Have you ever wondered what is going on within the SaaS services your organization is using?
Are you curious about what unsanctioned SaaS apps employees may be storing company data in?
Do you want to know where and when sensitive data is stored in the cloud?
Do you want to know who’s accessing sensitive data in the cloud?
If you’re like me, those questions are top of mine when create a new cloud subscription and giving up control is sometimes difficult to do. However, with Microsoft Cloud App Security you don’t have to give up control or visibility into SaaS based services anymore.
What is Cloud App Security?
Microsoft Cloud App Security is a comprehensive service that provides deeper visibility, comprehensive controls, and improved protection for your cloud applications. Cloud App Security is designed to help you extend the visibility, auditing, and control you have on-premises to your cloud applications.
Cloud App Security is a critical component of the Microsoft Cloud Security stack. It is a comprehensive solution that helps organizations take full advantage of the promise of cloud applications while maintaining control with improved visibility into activity. It also increases protection of critical data across cloud applications.

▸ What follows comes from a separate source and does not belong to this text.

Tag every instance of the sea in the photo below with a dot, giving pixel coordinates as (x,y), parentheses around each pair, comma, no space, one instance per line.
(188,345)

With tools to help uncover Shadow IT, assess risk, enforce policies, investigate activities and stop threats, organizations can safely move to the cloud while maintaining control of critical data.
The architecture of Cloud App Security is shown in the image below:
Getting started with Cloud App Security
In the past, setting up security solutions required hardware and software, firewall configuration, etc. All things that require time and money to implement. However, with Cloud App Security setting it up is straight forward. Simply logon or start a trial of Office 365 and enable a trial of Cloud App Security from the O365 admin tenant.

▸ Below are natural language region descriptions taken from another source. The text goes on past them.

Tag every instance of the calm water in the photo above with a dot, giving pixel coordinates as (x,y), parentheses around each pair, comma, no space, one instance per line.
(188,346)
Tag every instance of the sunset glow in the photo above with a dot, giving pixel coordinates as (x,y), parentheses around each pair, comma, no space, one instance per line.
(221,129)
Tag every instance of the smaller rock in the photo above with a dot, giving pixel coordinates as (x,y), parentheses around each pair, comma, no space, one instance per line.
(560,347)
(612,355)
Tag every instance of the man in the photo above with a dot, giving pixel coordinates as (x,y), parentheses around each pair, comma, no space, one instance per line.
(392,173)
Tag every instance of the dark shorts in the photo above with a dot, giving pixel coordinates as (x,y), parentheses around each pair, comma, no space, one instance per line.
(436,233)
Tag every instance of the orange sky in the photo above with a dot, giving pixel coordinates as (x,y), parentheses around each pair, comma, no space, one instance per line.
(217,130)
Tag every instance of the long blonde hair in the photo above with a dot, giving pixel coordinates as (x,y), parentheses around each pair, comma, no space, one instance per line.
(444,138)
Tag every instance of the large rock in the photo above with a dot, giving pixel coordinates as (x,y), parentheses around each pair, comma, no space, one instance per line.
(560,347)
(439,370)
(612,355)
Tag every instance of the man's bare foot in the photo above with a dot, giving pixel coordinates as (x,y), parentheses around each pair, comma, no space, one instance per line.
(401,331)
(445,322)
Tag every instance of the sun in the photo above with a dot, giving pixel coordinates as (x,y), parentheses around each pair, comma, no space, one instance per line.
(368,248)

More details here: https://technet.microsoft.com/en-us/library/mt657569.aspx
Using Cloud App Security
Once the Cloud App Security subscription is live, login to the admin portal and get a feel for the interface.
A fresh Cloud App Security interface won’t have any data in it, however mine does, as shown below:
The dashboard provides an overview of activities, alerts, and violations. Select any of the items to drill down for more information. On the left we see apps that are sanctioned and threat detections (I’ll cover this later in the post).
Most organizations I speak with want to know who’s using what cloud applications and how much corporate data is being stored in sanctioned and unsanctioned cloud applications. Cloud App Security offers a method to manually or automatically (via log collectors), import traffic logs from network devices. By ingesting traffic logs into Cloud App Security you’ll gain visibility of cloud application and data usage.
See a list of supported network devices here: https://technet.microsoft.com/en-US/library/mt489024(TechNet.10).aspx
Here’s an example of what Cloud App Security found when I uploaded a network log file:
Based on the log file, Cloud App Security discovered 512 applications in use across the organization with only 7 of these sanctioned by the admin within Cloud App Security. In other words, 98% of the cloud applications discovered are unsanctioned applications. Let’s see how many of those applications are risky.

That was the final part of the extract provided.